# Humic Acid 1 year update



## Imsexyandimowit (Jun 11, 2020)

I started applying humic acid last year (N-Ext products). I've probably applied about 10-12 applications and looks like I'm headed in the right direction. You can see my clay soil from my back yard (control) vs the darker soil from my front yard (experimental). I'm thinking about upping my applications to get faster results. 
Maybe I need to switch to a granular like Andersons Humic DG To get more pounds on the ground.

P.S. the grass has been loving all this rain in Northern Illinois


----------



## Chris LI (Oct 26, 2018)

I've used various humic products over the years and would suggest adding in an application of Humic DG to supplement the N-Ext products, instead of replacing them.

Most of my experience with humic in the past, was using Hydra Hume DG. I thought it was a decent product, and was able to get it for a good price.

Last year I started using Root Hume from SLS, and thought it was pretty good, but left particles in my sprayer (good thing I used a hose end sprayer).

Also, last summer, I got in on Doc's "buy" for Humic DG, and applied half the bag last summer or fall, with the remaining half this spring. I like the product, and and the 70% concentration is helpful to get a lot more down in one application.
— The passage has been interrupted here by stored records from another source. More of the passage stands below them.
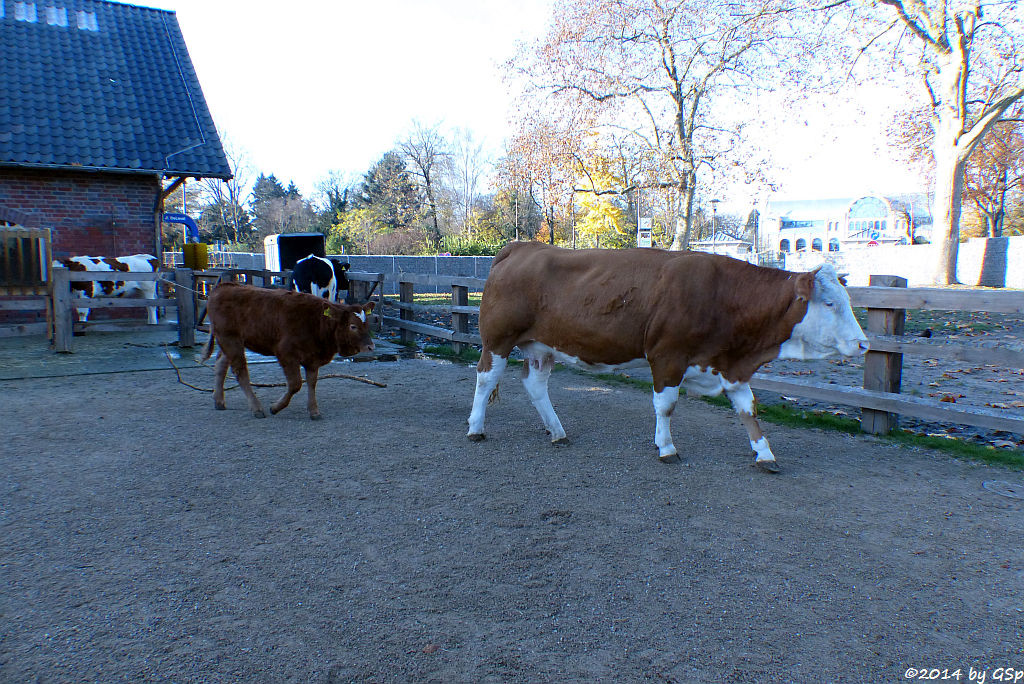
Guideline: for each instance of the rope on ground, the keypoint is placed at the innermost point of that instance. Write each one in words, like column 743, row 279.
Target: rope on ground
column 344, row 376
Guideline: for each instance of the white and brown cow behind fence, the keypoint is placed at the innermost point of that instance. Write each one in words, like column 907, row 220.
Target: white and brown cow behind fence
column 704, row 323
column 136, row 263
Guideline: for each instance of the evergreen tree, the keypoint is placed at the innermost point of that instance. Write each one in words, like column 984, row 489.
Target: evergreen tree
column 391, row 193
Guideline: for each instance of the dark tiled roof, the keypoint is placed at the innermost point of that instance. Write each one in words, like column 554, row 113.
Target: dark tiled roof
column 101, row 85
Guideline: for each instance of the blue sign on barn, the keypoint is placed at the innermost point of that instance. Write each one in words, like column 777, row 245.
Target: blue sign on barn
column 192, row 228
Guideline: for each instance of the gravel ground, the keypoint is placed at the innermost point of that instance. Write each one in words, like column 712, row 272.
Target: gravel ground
column 145, row 537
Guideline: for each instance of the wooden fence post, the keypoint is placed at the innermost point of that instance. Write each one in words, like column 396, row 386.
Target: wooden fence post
column 406, row 296
column 883, row 370
column 460, row 321
column 186, row 306
column 62, row 311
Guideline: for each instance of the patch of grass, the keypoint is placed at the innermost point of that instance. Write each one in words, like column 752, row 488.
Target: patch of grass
column 468, row 354
column 780, row 414
column 1010, row 458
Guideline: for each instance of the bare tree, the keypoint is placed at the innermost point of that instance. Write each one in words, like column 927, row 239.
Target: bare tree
column 654, row 68
column 230, row 196
column 426, row 152
column 972, row 66
column 467, row 168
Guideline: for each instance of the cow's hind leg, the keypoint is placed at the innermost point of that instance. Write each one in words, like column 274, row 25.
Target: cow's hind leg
column 537, row 371
column 665, row 405
column 219, row 373
column 293, row 378
column 488, row 373
column 311, row 376
column 237, row 354
column 742, row 400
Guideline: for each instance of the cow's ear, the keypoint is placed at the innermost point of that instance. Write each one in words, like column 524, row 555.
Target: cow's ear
column 805, row 285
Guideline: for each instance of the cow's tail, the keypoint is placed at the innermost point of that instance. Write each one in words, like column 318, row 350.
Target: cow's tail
column 208, row 347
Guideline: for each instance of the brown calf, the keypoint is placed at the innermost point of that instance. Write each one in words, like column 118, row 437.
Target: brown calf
column 299, row 329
I think it was helpful to get it down at that time to get things started for the season, since I was limiting spring N applications, and had done the fall N blitz. I wanted the heavy shot of humic to aid the response of the fall N blitz. I also think it breaks down more quickly than Hydra Hume DG, so there's less chance of mower pickup, if you're bagging.
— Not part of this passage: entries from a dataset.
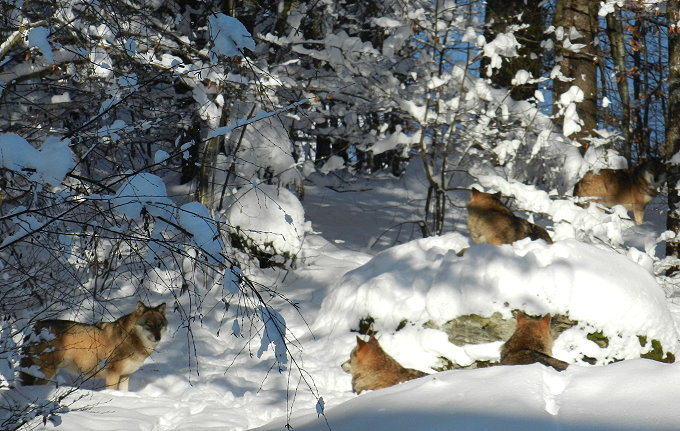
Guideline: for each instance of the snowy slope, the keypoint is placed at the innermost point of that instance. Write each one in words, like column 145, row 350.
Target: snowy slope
column 339, row 278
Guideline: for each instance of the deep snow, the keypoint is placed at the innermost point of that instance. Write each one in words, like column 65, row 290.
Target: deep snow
column 347, row 269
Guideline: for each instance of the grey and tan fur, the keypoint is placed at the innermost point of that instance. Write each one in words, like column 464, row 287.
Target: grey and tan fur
column 531, row 342
column 109, row 350
column 489, row 221
column 632, row 188
column 372, row 368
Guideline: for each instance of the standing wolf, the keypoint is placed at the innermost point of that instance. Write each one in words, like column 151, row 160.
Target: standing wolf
column 372, row 368
column 110, row 350
column 489, row 221
column 632, row 188
column 531, row 342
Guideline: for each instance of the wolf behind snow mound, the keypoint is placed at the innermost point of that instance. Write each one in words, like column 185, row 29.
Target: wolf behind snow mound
column 632, row 188
column 109, row 350
column 489, row 221
column 531, row 342
column 371, row 368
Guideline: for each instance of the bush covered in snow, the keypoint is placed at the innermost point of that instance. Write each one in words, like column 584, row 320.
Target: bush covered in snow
column 267, row 221
column 618, row 307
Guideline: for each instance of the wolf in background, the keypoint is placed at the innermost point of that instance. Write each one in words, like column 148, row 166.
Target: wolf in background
column 632, row 188
column 489, row 221
column 531, row 342
column 372, row 368
column 109, row 350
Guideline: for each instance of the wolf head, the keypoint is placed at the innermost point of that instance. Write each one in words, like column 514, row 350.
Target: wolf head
column 151, row 322
column 364, row 355
column 533, row 334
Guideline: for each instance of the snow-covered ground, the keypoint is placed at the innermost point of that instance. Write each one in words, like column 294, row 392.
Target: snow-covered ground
column 364, row 258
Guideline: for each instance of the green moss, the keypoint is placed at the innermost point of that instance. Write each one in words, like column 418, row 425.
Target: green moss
column 366, row 326
column 267, row 260
column 656, row 353
column 599, row 339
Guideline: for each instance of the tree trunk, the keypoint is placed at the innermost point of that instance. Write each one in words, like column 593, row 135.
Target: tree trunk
column 581, row 65
column 618, row 51
column 673, row 129
column 499, row 15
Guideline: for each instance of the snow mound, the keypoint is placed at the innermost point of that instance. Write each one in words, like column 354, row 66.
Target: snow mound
column 426, row 281
column 270, row 217
column 511, row 398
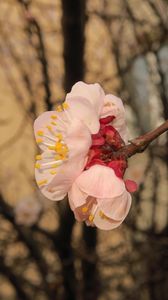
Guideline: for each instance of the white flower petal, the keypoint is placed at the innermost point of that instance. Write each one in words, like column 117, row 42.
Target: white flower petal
column 92, row 92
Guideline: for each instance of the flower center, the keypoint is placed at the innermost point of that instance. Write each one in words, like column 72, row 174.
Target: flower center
column 104, row 144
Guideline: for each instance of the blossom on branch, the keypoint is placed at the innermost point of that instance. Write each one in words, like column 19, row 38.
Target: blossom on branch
column 77, row 140
column 27, row 211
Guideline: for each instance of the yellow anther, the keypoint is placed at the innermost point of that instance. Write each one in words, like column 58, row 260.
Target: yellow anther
column 37, row 166
column 42, row 182
column 53, row 123
column 65, row 105
column 39, row 141
column 101, row 214
column 91, row 217
column 58, row 157
column 52, row 172
column 59, row 136
column 38, row 157
column 84, row 209
column 40, row 133
column 59, row 108
column 54, row 117
column 49, row 127
column 52, row 147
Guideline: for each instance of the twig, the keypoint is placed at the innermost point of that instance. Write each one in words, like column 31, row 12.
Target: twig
column 140, row 143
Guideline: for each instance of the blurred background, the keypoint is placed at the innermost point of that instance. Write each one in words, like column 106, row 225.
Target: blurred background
column 45, row 47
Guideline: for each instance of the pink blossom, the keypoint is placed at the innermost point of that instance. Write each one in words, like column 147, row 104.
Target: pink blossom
column 27, row 211
column 78, row 141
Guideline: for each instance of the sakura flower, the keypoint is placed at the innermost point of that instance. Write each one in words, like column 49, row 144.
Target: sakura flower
column 27, row 211
column 78, row 142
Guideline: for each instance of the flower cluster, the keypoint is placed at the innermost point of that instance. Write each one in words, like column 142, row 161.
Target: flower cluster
column 78, row 141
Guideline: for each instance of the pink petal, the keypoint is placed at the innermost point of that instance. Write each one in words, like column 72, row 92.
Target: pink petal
column 100, row 182
column 105, row 224
column 97, row 140
column 57, row 186
column 106, row 120
column 131, row 185
column 78, row 140
column 92, row 92
column 82, row 109
column 116, row 208
column 113, row 106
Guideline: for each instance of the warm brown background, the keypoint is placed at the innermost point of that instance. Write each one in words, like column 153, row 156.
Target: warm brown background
column 122, row 44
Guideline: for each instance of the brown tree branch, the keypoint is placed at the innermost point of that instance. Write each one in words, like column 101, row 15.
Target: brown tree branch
column 140, row 143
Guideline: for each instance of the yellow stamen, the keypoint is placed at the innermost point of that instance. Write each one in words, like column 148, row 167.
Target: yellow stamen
column 40, row 133
column 58, row 157
column 52, row 172
column 38, row 157
column 59, row 136
column 42, row 182
column 54, row 117
column 101, row 214
column 58, row 146
column 53, row 123
column 37, row 166
column 65, row 105
column 59, row 108
column 39, row 141
column 91, row 217
column 84, row 209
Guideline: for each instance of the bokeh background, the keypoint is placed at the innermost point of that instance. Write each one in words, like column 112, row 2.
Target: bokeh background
column 45, row 47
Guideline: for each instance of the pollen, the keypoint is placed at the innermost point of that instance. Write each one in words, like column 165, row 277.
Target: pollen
column 65, row 105
column 54, row 117
column 59, row 108
column 37, row 166
column 49, row 127
column 42, row 182
column 101, row 214
column 38, row 157
column 53, row 123
column 40, row 133
column 39, row 141
column 52, row 172
column 84, row 209
column 91, row 217
column 58, row 146
column 52, row 147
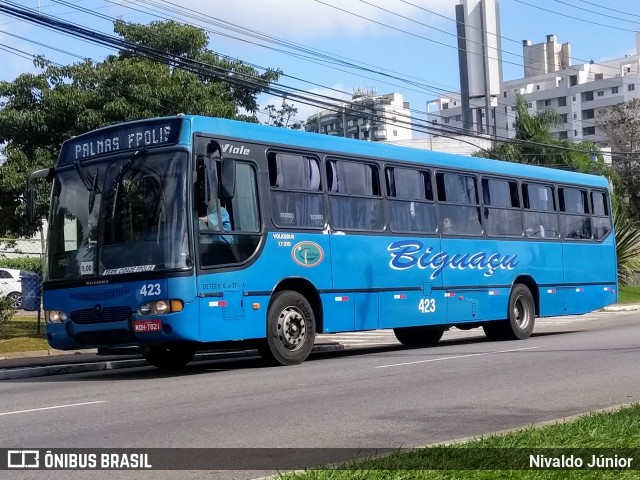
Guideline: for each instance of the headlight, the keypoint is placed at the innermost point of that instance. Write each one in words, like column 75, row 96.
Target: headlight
column 146, row 309
column 54, row 316
column 161, row 307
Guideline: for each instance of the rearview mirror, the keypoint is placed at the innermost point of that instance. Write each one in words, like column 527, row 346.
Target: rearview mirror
column 44, row 173
column 227, row 178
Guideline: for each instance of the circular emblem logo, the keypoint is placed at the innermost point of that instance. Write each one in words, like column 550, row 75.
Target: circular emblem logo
column 307, row 254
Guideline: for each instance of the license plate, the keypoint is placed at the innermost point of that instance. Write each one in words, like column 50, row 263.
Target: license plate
column 145, row 326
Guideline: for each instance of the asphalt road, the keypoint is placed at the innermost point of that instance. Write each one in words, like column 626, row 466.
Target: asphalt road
column 386, row 396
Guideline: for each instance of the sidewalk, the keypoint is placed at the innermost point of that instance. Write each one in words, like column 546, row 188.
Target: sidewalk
column 56, row 362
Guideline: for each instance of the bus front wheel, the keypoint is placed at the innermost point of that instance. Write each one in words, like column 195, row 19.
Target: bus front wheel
column 291, row 329
column 418, row 336
column 521, row 317
column 169, row 356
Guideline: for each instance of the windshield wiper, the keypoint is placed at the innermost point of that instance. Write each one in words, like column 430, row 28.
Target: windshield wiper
column 90, row 181
column 138, row 154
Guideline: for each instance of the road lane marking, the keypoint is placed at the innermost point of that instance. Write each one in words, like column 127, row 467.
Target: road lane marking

I've only applied N-Ext products once (yesterday, actually), and had a great experience. I don't have any long term experience with it, but think that regular applications will "spoonfeed" humic, so to speak, and gradually change soil over time. It was also very easy to make a uniform application with the pump sprayer, and I hit bad spots a little heavier. With very small particle sizes, it should elicit a quicker response. I don't know for sure, but the N-Ext products seem to have a synergistic effect, and I presume they are formulated that way. As a N-Ext products user newbie, take my opinion with a grain of salt, but I've been doing some homework, before I spent a chuck of money on them.

...just my 2 cents.


----------